Rotary Position Embeddings (RoPE): Attention is permutation-invariant — without position info, “dog bites man” and “man bites dog” look identical. RoPE encodes position by rotating query and key vectors by an angle proportional to their sequence position. It won over alternatives (absolute, relative, ALiBi) because it generalizes to longer sequences than it trained on, has zero trainable parameters (it’s a fixed math operation), and naturally encodes relative position (the angle between two positions depends only on their distance). One less thing to learn, one less thing to break.

SiLU Activation: The nonlinearity in the FFN. Without an activation function, stacking 80 layers of matrix multiplications would collapse to a single linear transformation — depth would be meaningless.
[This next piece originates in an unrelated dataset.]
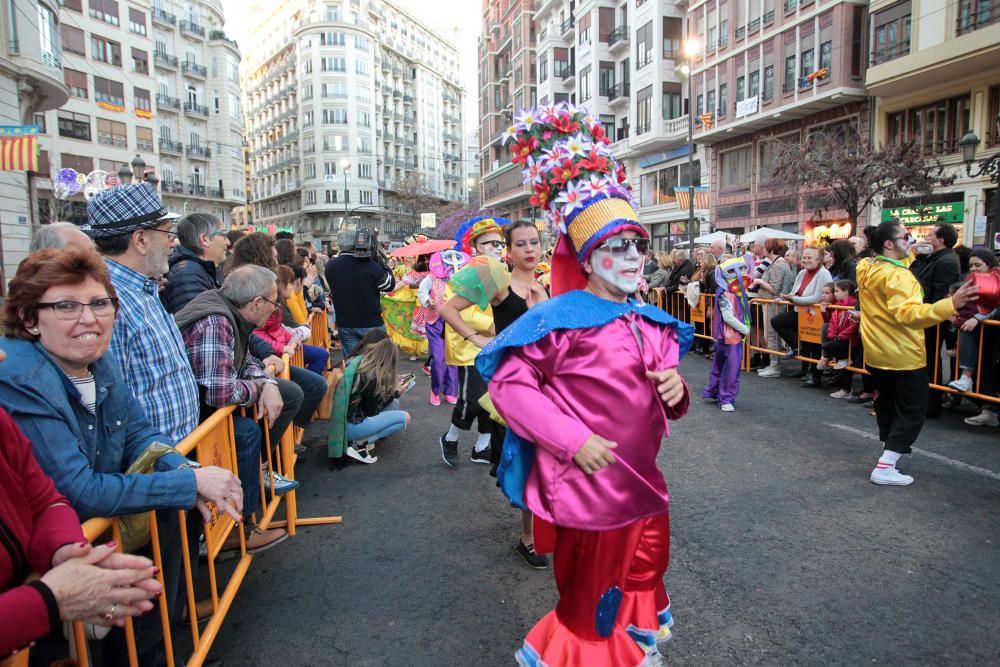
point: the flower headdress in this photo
(470, 230)
(566, 159)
SiLU (x × sigmoid(x)) replaced ReLU because ReLU kills all negative values (zero gradient = dead neuron = stops learning). SiLU is smooth, lets small negative values through, and trains better at scale. The extra sigmoid computation is trivial relative to the surrounding matrix multiplications.
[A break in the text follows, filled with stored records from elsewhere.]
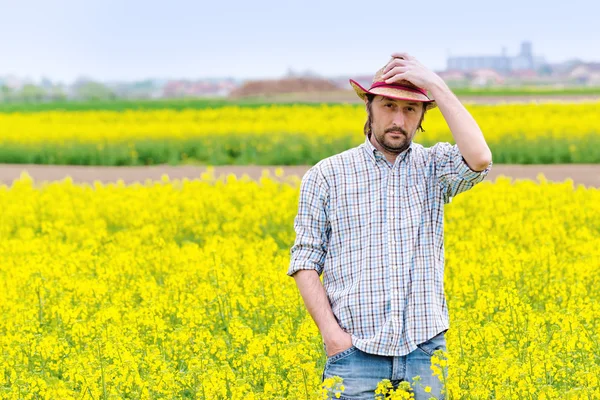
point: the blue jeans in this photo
(363, 371)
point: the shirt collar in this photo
(376, 155)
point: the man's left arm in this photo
(461, 166)
(464, 128)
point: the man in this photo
(370, 219)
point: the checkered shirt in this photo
(375, 231)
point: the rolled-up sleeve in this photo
(452, 171)
(311, 224)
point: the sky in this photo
(134, 40)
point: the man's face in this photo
(394, 122)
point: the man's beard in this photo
(392, 145)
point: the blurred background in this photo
(103, 50)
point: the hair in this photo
(368, 128)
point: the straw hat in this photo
(403, 90)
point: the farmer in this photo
(370, 220)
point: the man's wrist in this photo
(438, 88)
(332, 331)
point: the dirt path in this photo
(586, 174)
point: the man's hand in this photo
(337, 342)
(403, 66)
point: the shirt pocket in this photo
(351, 229)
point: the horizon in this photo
(114, 42)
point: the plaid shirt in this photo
(376, 233)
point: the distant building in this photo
(503, 63)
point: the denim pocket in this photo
(435, 343)
(342, 354)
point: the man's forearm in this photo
(316, 302)
(464, 128)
None of these are exciting choices. They’re the kind of thing that, if you get right, nobody notices. If you get wrong, training diverges at step 50,000 and you’ve wasted a week of GPU time.

Performance Profile

RMSNorm: Element-wise operations only — bandwidth-bound, not compute-bound. ~10-15% faster than LayerNorm (skips mean subtraction). Negligible cost relative to surrounding attention and FFN matmuls, but applied 160 times per token (2× per layer × 80 layers). Tiny cost × high frequency = still worth optimizing.
RoPE: Applied inside attention’s Q/K computation — a rotation (sin/cos multiplication) on each head’s vectors. Zero trainable parameters (purely mathematical). Compute cost is trivial relative to the QKV projections it sits between. The real value is inference-time: enables context length extension without retraining.
SiLU: One sigmoid + one multiply per element in the FFN hidden dimension (28,672 elements per token per layer). Bandwidth-bound, not compute-bound. ~2x the compute of ReLU but eliminates dead neurons that would otherwise waste capacity in the FFN’s 56.5B parameters.